In 2011, Keller started Save our Choice, a volunteer citizen group originally created to oppose the Seattle bag ban and bag tax. Keller says while he and his supporters failed to get the ban put on the ballot in Seattle he's learned a lot about the citizen-led initiative process and thought he could assist his eastside neighbors.

"I felt I could help the citizens of Issaquah know how to do this process, and this would give them an opportunity that wasn't given: a vote on the issue" Keller says.

Last week, King County Elections went through and checked each of the 3,687 signatures Keller and volunteers collected over the past six months in Issaquah. Of those, elections staff verified and validated 2,179 signatures; but in order to get the bag ban on the ballot, there must be 2,549 signatures.

According to state law, Keller and his supporters now have 10 days to go out and collect additional signatures in order to meet the number required.

"We have our work cut out for us in the next 10 days to fill the gap, but I am confident we will do it."

This is the second attempt by Keller and Save our Choice to get the bag ban on the ballot in Issaquah. The community activist group failed the first time to collect enough signatures not only in Issaquah but also in Seattle and most recently in Shoreline.

Originally initiated by former city councilman Mark Mullet, who is now a state senator, Issaquah city leaders approved a phased approach to the ban. Starting in March 2013, large retailers within city limits were prohibited from using single-use plastic carryout bags; smaller retailers will see the ban go into effect March 1, 2014. The Issaquah bag ban also requires all retail stores to charge a minimum of 5 cents per bag for paper bags.

At the time Issaquah began considering a plastic bag ban, environmental concerns played a large role in the city's decision.
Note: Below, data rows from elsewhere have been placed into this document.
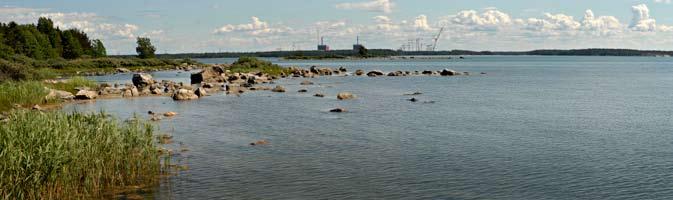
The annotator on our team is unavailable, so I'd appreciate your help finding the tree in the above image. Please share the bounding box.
[91,39,107,58]
[136,37,156,59]
[63,30,84,59]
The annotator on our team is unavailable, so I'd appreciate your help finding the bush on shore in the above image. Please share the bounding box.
[0,110,161,199]
[230,57,288,75]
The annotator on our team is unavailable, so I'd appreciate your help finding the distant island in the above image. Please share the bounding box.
[123,49,673,59]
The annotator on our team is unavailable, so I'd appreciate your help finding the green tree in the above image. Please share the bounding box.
[63,30,84,59]
[136,37,156,59]
[91,39,107,58]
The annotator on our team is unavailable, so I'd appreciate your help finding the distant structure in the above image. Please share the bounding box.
[353,35,365,52]
[318,30,329,51]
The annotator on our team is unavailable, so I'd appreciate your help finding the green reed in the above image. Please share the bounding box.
[0,110,162,199]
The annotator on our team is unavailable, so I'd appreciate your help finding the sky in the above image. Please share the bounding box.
[0,0,673,55]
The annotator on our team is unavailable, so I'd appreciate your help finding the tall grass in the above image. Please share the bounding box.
[0,81,49,111]
[46,76,98,94]
[229,57,289,75]
[0,110,161,199]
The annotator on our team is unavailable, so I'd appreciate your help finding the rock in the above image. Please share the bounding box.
[190,66,225,84]
[44,89,75,101]
[439,69,458,76]
[404,92,423,96]
[367,70,383,77]
[117,67,131,73]
[164,112,178,117]
[173,89,199,101]
[75,90,98,100]
[250,140,269,146]
[32,104,42,111]
[132,73,154,88]
[194,87,208,97]
[152,88,164,95]
[337,92,355,100]
[271,85,285,92]
[330,108,346,113]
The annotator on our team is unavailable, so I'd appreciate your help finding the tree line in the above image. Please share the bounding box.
[0,17,107,60]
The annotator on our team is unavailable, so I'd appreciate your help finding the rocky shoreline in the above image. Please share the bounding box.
[40,64,478,111]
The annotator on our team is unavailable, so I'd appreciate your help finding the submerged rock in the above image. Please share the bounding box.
[132,73,154,88]
[271,85,285,92]
[330,108,346,113]
[173,89,199,101]
[337,92,355,100]
[367,70,383,77]
[75,90,98,100]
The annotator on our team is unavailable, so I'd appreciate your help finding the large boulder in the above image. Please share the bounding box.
[173,89,199,101]
[132,73,154,88]
[367,70,383,77]
[337,92,355,100]
[271,85,285,92]
[44,89,75,101]
[439,69,458,76]
[75,90,98,100]
[191,66,225,84]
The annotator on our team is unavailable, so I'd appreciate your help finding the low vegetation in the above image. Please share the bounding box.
[0,110,162,199]
[0,81,49,111]
[230,57,288,75]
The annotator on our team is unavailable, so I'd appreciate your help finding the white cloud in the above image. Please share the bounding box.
[335,0,395,13]
[629,4,657,32]
[451,9,512,30]
[414,15,432,31]
[213,16,291,35]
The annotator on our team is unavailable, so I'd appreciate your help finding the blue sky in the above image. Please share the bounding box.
[0,0,673,54]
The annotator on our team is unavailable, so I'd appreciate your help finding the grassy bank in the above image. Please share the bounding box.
[229,57,289,75]
[0,110,161,199]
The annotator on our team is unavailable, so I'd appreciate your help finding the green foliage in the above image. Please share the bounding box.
[45,76,98,94]
[0,110,162,199]
[230,57,288,75]
[63,31,84,59]
[136,37,156,59]
[92,39,107,58]
[0,81,49,112]
[0,17,105,60]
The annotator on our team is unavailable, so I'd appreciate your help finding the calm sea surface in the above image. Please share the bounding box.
[65,56,673,199]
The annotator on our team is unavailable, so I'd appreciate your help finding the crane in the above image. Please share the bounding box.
[432,27,444,51]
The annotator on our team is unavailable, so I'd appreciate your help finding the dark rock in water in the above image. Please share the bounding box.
[367,70,383,77]
[337,92,355,100]
[75,90,98,100]
[271,85,285,92]
[439,69,458,76]
[404,92,423,96]
[132,73,154,88]
[173,89,199,101]
[330,108,346,113]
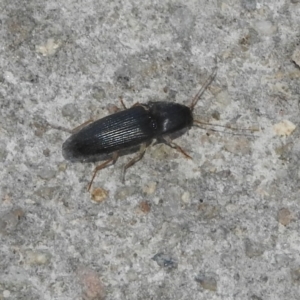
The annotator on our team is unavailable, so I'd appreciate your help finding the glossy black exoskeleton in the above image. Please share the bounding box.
[62,71,216,189]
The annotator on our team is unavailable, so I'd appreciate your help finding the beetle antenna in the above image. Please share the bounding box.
[190,66,217,111]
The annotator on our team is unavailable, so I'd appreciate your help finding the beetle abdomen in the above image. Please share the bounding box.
[63,105,157,161]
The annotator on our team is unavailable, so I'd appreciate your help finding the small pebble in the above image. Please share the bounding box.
[91,188,109,203]
[277,208,293,226]
[195,273,218,292]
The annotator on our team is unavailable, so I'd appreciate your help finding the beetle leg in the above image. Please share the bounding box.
[87,152,119,191]
[121,143,147,183]
[162,136,192,159]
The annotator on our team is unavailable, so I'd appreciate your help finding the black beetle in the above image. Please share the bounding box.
[62,69,216,190]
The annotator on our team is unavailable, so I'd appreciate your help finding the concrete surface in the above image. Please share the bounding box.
[0,0,300,300]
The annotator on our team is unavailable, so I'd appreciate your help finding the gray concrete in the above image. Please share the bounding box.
[0,0,300,300]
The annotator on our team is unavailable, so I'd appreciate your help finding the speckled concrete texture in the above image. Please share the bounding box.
[0,0,300,300]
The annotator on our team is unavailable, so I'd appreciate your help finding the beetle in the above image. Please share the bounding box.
[62,68,216,190]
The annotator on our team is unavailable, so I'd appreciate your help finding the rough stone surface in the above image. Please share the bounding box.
[0,0,300,300]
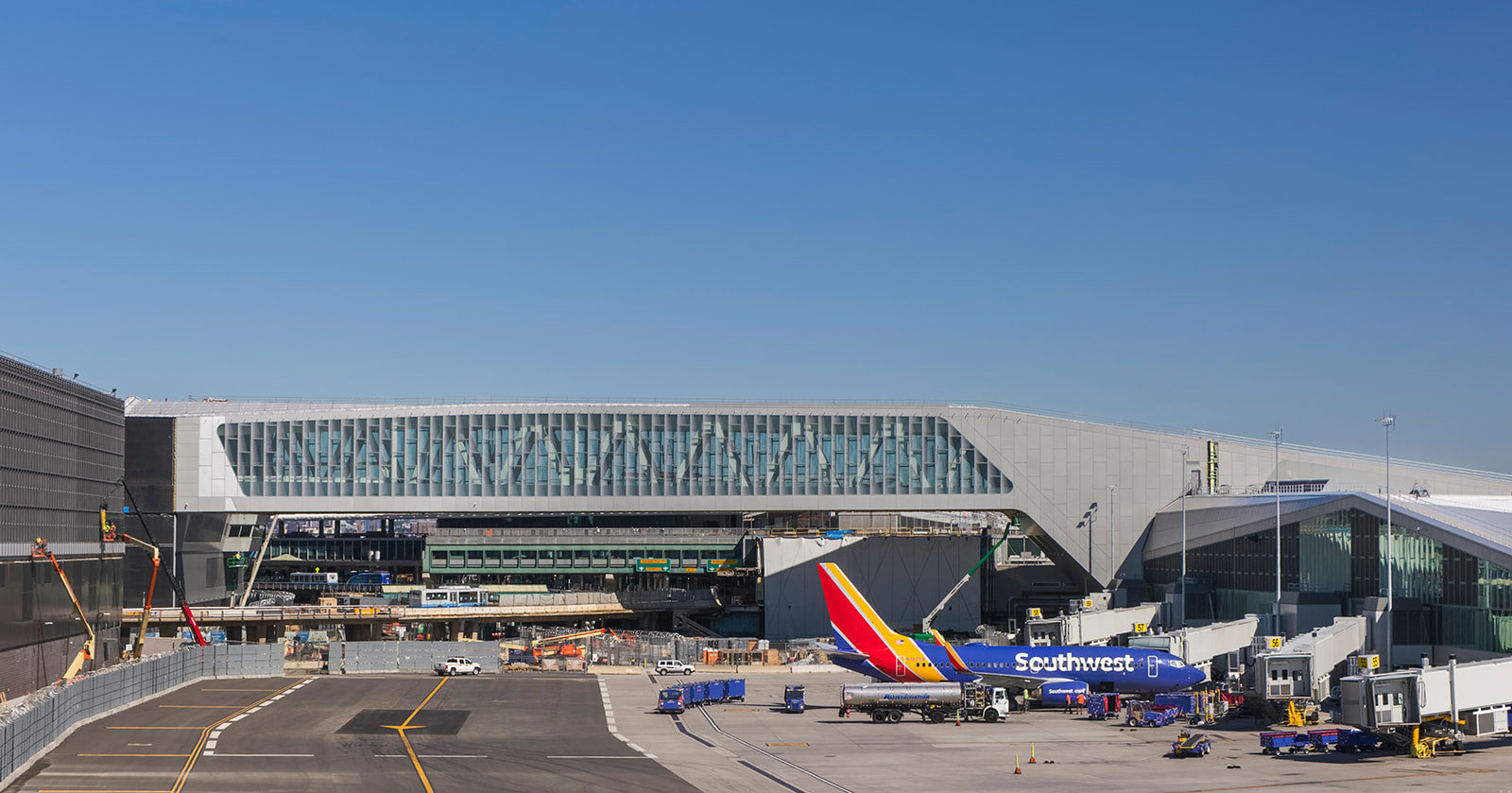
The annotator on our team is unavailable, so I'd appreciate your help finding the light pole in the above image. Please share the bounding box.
[1270,427,1280,628]
[1177,450,1192,628]
[1376,415,1397,669]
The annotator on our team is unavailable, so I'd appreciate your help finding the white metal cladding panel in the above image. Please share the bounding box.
[762,537,985,639]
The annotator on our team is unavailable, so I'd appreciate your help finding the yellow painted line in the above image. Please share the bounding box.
[106,722,207,730]
[380,678,452,793]
[168,677,315,793]
[78,755,189,757]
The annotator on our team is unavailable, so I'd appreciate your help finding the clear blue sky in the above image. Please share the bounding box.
[0,2,1512,473]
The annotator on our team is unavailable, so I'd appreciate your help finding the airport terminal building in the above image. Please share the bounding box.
[0,355,126,698]
[126,400,1512,660]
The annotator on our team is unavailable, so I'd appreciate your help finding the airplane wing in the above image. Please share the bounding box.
[814,642,871,662]
[930,628,1072,689]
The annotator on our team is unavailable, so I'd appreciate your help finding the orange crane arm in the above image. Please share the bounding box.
[32,537,95,681]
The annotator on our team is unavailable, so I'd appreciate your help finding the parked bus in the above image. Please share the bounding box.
[289,572,342,584]
[410,587,499,609]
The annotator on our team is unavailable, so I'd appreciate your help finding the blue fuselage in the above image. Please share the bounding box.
[834,637,1207,693]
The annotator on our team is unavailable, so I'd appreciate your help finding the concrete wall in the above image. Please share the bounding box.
[762,537,986,639]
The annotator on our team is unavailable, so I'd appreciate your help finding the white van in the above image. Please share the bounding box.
[656,660,697,675]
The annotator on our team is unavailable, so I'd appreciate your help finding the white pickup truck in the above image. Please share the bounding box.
[433,655,482,677]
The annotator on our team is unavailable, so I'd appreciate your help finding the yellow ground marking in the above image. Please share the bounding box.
[378,678,452,793]
[78,753,189,757]
[166,677,315,793]
[38,790,174,793]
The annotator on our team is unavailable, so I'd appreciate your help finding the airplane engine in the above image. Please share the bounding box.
[1039,680,1091,708]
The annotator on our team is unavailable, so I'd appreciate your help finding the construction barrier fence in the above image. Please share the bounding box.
[0,645,284,788]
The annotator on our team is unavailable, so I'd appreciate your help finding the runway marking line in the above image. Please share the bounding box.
[378,677,452,793]
[165,678,312,793]
[1174,768,1494,793]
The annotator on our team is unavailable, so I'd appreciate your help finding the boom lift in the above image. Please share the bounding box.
[531,628,620,662]
[100,510,163,658]
[100,480,210,646]
[919,529,1008,640]
[32,537,95,682]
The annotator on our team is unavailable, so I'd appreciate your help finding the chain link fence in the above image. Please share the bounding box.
[0,645,284,788]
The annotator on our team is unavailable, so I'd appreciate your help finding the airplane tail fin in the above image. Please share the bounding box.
[819,561,904,658]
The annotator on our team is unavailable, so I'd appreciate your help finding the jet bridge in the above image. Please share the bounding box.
[1129,614,1268,680]
[1023,602,1164,646]
[1255,617,1366,702]
[1340,655,1512,757]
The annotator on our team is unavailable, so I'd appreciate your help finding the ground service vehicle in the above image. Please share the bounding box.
[841,682,1008,723]
[782,685,803,713]
[656,685,688,713]
[656,660,697,675]
[1087,695,1124,722]
[1124,699,1181,727]
[1170,730,1212,757]
[431,655,482,677]
[656,678,746,713]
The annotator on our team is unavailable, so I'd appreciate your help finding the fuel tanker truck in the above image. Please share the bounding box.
[841,682,1008,723]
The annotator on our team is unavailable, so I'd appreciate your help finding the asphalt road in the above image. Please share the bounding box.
[6,674,697,793]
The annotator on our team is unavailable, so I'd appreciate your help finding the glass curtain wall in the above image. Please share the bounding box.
[219,413,1013,496]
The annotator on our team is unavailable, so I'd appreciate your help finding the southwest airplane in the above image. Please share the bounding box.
[819,561,1207,704]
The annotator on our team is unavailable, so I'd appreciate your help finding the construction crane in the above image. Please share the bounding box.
[919,529,1008,642]
[32,537,95,682]
[100,480,210,646]
[100,510,163,658]
[531,628,620,660]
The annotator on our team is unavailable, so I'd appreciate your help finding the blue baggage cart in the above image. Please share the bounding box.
[1260,733,1306,755]
[1308,730,1338,752]
[1338,730,1381,752]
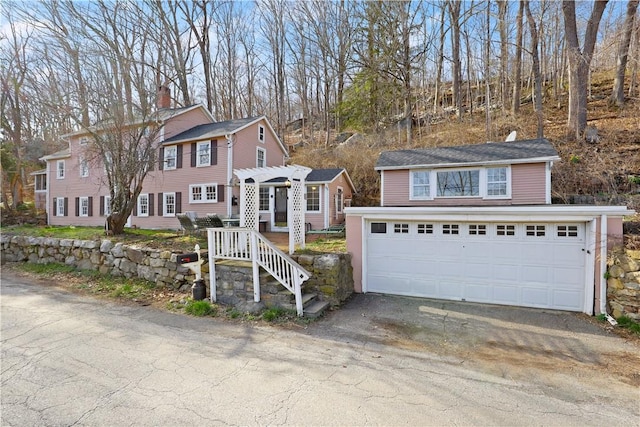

Fred Butler, council president, was one of the 'yes' votes in favor of the ban.

"We spent a long time looking at all the aspects, and I thought it was the right thing to do," Butler says.

Butler says they will be watching to see how the process plays out with the petition.

Keller and his volunteers have until Sept. 27 to collect the 370 signatures still needed. He says they plan to spend that time pounding the pavement and calling on those voters who signatures were deemed illegible by election employees.